Since people who try suicide have a higher likelihood of making another attempt in the next six months compared with the general population, the barriers to treatment are particularly troubling, he said.
“That is our idea of hope,” he said. “That is the goal of the medical structure. We want to provide health care to people who attempt suicidal behavior.”
Suicide is one of the top 10 leading causes of death in the United States, with a yearly death toll that has risen 60 percent in recent decades, to 48,344 in 2018 from 29,180 in 1999. During that period, the rate of suicide in the population increased by 35 percent, dipping for the first time, by 2 percent, in 2019, according to the C.D.C.
This has happened despite significant advances in brain science and the development of promising interventions using cognitive behavioral therapy, attachment-based family therapy and dialectical behavioral therapy, said Dr. Christine Moutier, the chief medical officer for the American Foundation for Suicide Prevention.

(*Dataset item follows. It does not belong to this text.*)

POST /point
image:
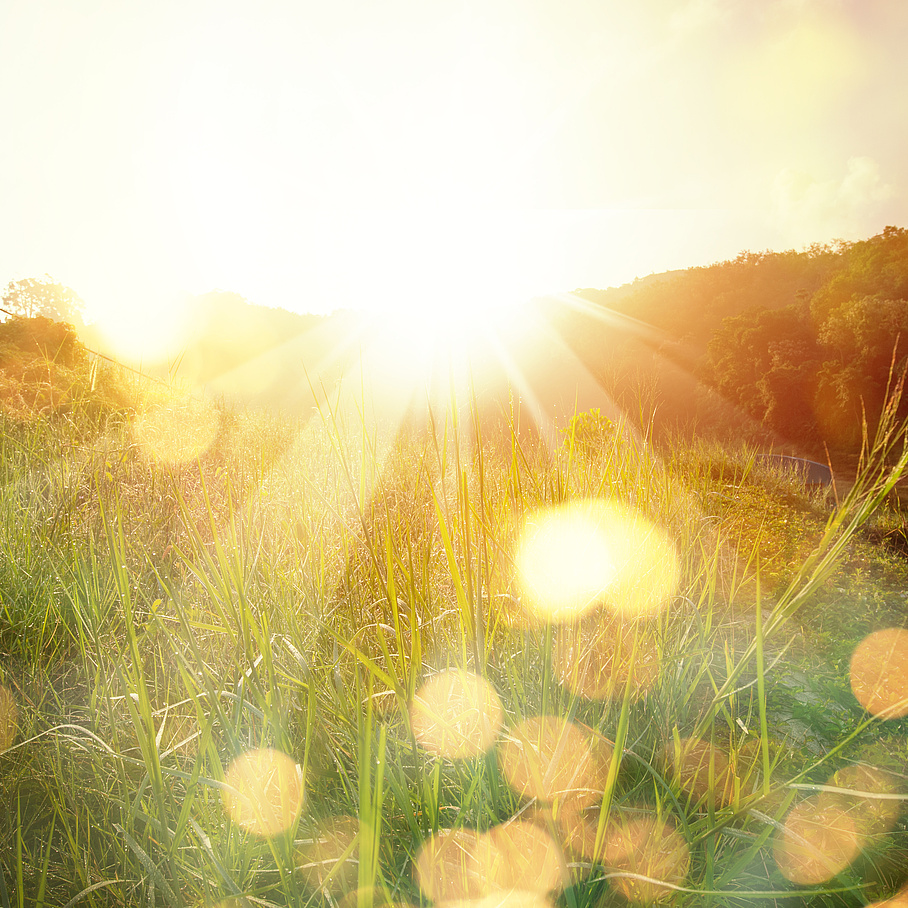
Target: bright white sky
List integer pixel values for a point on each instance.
(408, 153)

“One would argue, why haven’t the rates been going down?” she said. “Until 2018, it’s very clear that those have yet to be made accessible to the general population.”
The study suggests that overall, people who attempt suicide face especially high barriers to access, since the U.S. population as a whole is using mental health services at a higher level than ever before, with recent research suggesting that one in four Americans was receiving some care, Dr. Moutier said.
“This is not a new finding, from that standpoint, but it is terribly concerning,” said Dr. Moutier, who was not involved in the study.
The population of people who have tried suicide is distinct, demographically, from those who have died by suicide: While women make up a majority of suicide attempts, more than three-quarters of those who die by suicide are men, the data shows, among other reasons because men are more likely to use guns.
People who survive a suicide attempt often do well afterward, said Dr. Paul Nestadt, an assistant professor of psychology at Johns Hopkins who has researched the epidemiology of suicide.
He cited a 1978 study of 515 people who had tried suicide at the Golden Gate Bridge in San Francisco; after following up with the survivors for 26 years, researchers found 94 percent of them were alive or had died of natural causes, and only 4.9 percent had died by suicide subsequently.
Dr. Nestadt, who was not involved in the study, said the new data points, once again, to the scarcity of psychiatric beds or mental health professionals who take insurance, factors that have prevented medical science from bringing down the country’s suicide rates.
“The bottom line is, our treatments really work, that’s one of the things that always surprises medical students doing psychiatry rotations,” he said. “But people have to be able to access care. When they can’t, they’re left with less choices.”